US aerospace, defence, security and advanced technology giant Lockheed Martin aims to grab a bigger share of the spoils from Scotland’s buoyant oil and gas industry.
Bosses at Scottish business technology company Amor Group, which was recently snapped up by Lockheed Martin for an undisclosed sum, told the Press and Journal the US company wanted to do more than just establish a foothold in this country’s energy sector.
Amor chief executive Scott Leiper said: “Lockheed Martin has not had a big footprint in our oil and gas industry to date.
“It is a big attraction for the company as it tries to diversify from US business and the public services market.
“We were the vehicle for it to establish a foothold in oil and gas, and Aberdeen is key to that.”
Glasgow-based Amor currently has about 250 people working in its Granite City operation out of a total core global workforce of around 600.
The senior management is unchanged following the acquisition.
Dave Bruce is energy-sector director. He was part of a management buyout (MBO) team which established the business in 2009.
Mr Leiper said: “The Lockheed Martin guys like the people and love the (business) plan, so why change it?”
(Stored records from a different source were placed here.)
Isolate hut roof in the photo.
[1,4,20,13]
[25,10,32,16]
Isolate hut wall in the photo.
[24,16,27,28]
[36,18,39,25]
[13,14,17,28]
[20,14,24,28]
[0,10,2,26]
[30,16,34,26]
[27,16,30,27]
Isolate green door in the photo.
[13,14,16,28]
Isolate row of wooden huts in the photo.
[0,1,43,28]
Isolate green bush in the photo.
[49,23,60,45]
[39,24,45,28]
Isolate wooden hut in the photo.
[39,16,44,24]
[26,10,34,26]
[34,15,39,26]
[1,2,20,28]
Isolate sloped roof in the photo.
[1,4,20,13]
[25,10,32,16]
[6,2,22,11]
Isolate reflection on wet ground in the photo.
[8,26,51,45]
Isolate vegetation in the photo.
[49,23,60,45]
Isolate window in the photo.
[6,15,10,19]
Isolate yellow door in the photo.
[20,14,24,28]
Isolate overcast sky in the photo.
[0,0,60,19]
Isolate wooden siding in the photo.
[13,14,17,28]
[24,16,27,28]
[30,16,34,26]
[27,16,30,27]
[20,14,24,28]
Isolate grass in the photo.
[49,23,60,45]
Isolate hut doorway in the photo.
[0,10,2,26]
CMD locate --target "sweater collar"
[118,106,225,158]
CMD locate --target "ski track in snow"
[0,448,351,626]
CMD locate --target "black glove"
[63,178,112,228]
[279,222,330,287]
Amor will start operating under the Lockheed Martin brand before the end of the year.
But the change of name will have no impact on customers as they will still be dealing with the same people, said Mr Leiper.
The role of Lockheed Martin, whose technology was used on NASA’s space shuttles, was all about “supercharging the business,” he added.
The £27.8million MBO in 2009 saw Aberdeen-based Sword Pragma and Glasgow-based Sword Real Time acquired from France’s Sword Group.
It was led by Mr Leiper, John Innes and David Blyth and backed by Close Growth Capital and Scottish Enterprise, with debt funding from Clydesdale Bank.
Lockheed Martin, employs 116,000 people.